On August 22, 2017 a series of violent storms ranging from a tornado in Lachute to a microburst in Montreal induced winds of up to 120 km/hr in urban areas. In Montreal’s borough of Côte-des-Neiges-Notre-Dame-de-Grâce, the impact of this storm was especially calamitous as approximately 400 mature trees were damaged in an area not much larger than 2 km2. Between one quarter and one third of the mature trees in NDG Park were either destroyed or rendered extremely fragile in a matter of minutes, as the microburst quickly cut a path of destruction through the neighbourhood. Over 50 crew members from boroughs across the City of Montreal mobilized to come to the aid of this community. Since the initial response and cleanup effort, citizens and local groups have mobilized to co-create with the borough as the community moves forward with replanting and restoration in 2018. These events demonstrate that no urban forest is immune to the effects of extreme weather events. Preparedness, on the other hand, can help establish priorities and allocate the resources necessary to respond safely and efficiently in the face of crisis.

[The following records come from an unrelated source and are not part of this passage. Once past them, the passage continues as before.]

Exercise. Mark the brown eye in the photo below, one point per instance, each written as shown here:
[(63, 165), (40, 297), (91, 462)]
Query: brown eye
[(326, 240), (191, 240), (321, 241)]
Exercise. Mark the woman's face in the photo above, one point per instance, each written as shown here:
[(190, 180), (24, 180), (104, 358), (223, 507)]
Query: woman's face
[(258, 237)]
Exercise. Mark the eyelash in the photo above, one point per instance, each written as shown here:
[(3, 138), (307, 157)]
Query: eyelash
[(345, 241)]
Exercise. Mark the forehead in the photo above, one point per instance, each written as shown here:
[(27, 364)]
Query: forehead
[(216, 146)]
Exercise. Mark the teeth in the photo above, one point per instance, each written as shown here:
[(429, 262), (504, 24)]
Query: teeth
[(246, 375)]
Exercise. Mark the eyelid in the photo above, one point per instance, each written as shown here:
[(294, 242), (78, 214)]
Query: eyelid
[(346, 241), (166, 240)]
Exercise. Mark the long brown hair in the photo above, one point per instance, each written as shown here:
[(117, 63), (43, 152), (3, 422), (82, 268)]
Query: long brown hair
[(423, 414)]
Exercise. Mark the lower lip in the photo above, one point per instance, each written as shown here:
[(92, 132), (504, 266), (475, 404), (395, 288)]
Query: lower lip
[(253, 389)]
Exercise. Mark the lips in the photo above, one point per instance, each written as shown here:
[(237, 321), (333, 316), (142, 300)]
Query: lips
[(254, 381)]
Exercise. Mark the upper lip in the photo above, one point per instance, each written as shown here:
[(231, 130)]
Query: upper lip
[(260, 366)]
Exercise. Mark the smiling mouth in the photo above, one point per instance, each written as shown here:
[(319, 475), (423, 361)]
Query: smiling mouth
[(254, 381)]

Municipalities stepping up their game in professional development

As of March 2018, la Ville de Laval joins la Ville de Québec as one of the first municipalities in Quebec to encourage and support its entire urban forestry team to become ISA Certified Arborists. Both Laval and Quebec now employ teams of 10 urban forestry technicians who possess ISA’s Certified Arborist credential. Congratulations to these municipalities for supporting the professional development of their staff and congratulations to the individuals who worked towards attaining this internationally recognized credential. Currently, there are just under 32,000 ISA Certified Arborists worldwide, including 2,612 credential holders in Canada.

New industry standards for arboriculture and horticulture in Quebec for 2019

Quebec’s arboriculture, horticulture and landscape industries have embarked on a multisector collaboration to update the BNQ 0605 series of French-language standards pertaining to Landscaping with Plants (BNQ 0605-100 Aménagement à l’aide de végétaux), Arboricultural and Horticultural Maintenance (BNQ 0605-200 Entretien arboricole et horticole) and Nursery Stock (BNQ 0605-300 Produits de pépinière et gazon).

This project overhauls the entire suite of landscape standards recognized in Quebec and it is the first revision in 16 years. Three standards committees of 15 industry representatives are rewriting the standards as we speak, in collaboration with the Bureau de normalisation du Québec. This project was made possible, in part, by a provincial grant: le Programme de développement sectoriel (PDS) du ministère de l’Agriculture, des Pêcheries et de l’Alimentation du Québec (MAPAQ). Should you have any questions about the process, 60 day public consultations will be held on each of the standards in summer 2018. In the meantime, your CUFN Quebec Representative will be working actively on this process as industry representative on all three standards committees.

Should you have an exciting urban forestry challenge or success in your community, feel free to reach out and tell me about it.

2018 is shaping up to be a momentous year as urban forestry grows in significance and scope throughout the province, one tree, and of course, one engaged individual at a time!

Wishing you all the best in your endeavours this year.